A Follicle-Stimulating Hormone Exacerbates the Progression of Periapical Inflammation Through Modulating the Cytokine Release in Periodontal Tissue.

Menopause is directly related to a systemically low grade of inflammation, indicating that postmenopausal women might be more prone to the development of inflammation. The high levels of circulating follicle-stimulating hormone (FSH) may cause hypogonadal bone loss during postmenopausal osteoporosis independent of estrogen. Previous research revealed that FSH could aggravate alveolar bone loss during experimental periapical lesions in ovariectomized rats; however, the mechanisms for these effects remain unclear.

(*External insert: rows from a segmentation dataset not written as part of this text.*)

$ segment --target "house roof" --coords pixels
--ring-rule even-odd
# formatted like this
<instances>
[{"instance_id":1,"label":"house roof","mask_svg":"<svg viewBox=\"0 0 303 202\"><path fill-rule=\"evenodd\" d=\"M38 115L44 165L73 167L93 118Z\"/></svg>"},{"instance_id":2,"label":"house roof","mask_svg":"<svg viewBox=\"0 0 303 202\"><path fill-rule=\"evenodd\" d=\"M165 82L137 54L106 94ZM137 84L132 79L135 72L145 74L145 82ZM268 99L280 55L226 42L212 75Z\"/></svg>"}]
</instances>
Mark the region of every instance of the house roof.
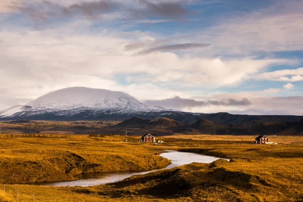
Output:
<instances>
[{"instance_id":1,"label":"house roof","mask_svg":"<svg viewBox=\"0 0 303 202\"><path fill-rule=\"evenodd\" d=\"M148 133L148 134L145 134L145 135L144 135L143 136L142 136L142 137L141 137L141 139L142 139L142 138L144 138L145 136L147 136L147 135L152 135L153 137L154 137L154 136L153 136L152 134L151 134L150 133Z\"/></svg>"},{"instance_id":2,"label":"house roof","mask_svg":"<svg viewBox=\"0 0 303 202\"><path fill-rule=\"evenodd\" d=\"M269 139L269 138L266 135L259 135L259 136L258 136L258 137L257 137L256 138L256 140L260 140L262 137L263 137L264 136L267 137L268 138L268 139Z\"/></svg>"}]
</instances>

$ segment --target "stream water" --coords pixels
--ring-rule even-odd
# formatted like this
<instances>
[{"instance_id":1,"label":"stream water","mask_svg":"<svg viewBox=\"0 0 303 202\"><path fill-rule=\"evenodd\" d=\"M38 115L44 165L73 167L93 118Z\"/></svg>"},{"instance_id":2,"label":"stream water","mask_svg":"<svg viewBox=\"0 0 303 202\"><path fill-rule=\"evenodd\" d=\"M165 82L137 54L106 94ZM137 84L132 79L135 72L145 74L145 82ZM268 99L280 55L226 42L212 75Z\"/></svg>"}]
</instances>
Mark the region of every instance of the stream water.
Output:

In this study, we showed that FSH enhanced the expression and secretion of the proinflammatory cytokines interleukin (IL)-1beta, IL-6, and tumor necrosis factor alpha to a significant degree in human periodontal ligament (hPDL) cells. Furthermore, FSH upregulated Porphyromonas gingivalis lipopolysaccharide (pg LPS)-induced proinflammatory cytokine production. Furthermore, in vivo studies demonstrated that FSH increased the levels of the aforementioned cytokines in the serum and enhanced the expression of Toll-like receptor 4 at both the messenger RNA and protein levels in hPDL cells and periodontal tissues. Our research suggests that high FSH levels may regulate the immune status of periodontal tissues during the postmenopausal period and, to a certain extent, suggested that postmenopausal women might be more prone to the development of inflammation of the periapical periodontitis and more obvious bone loss.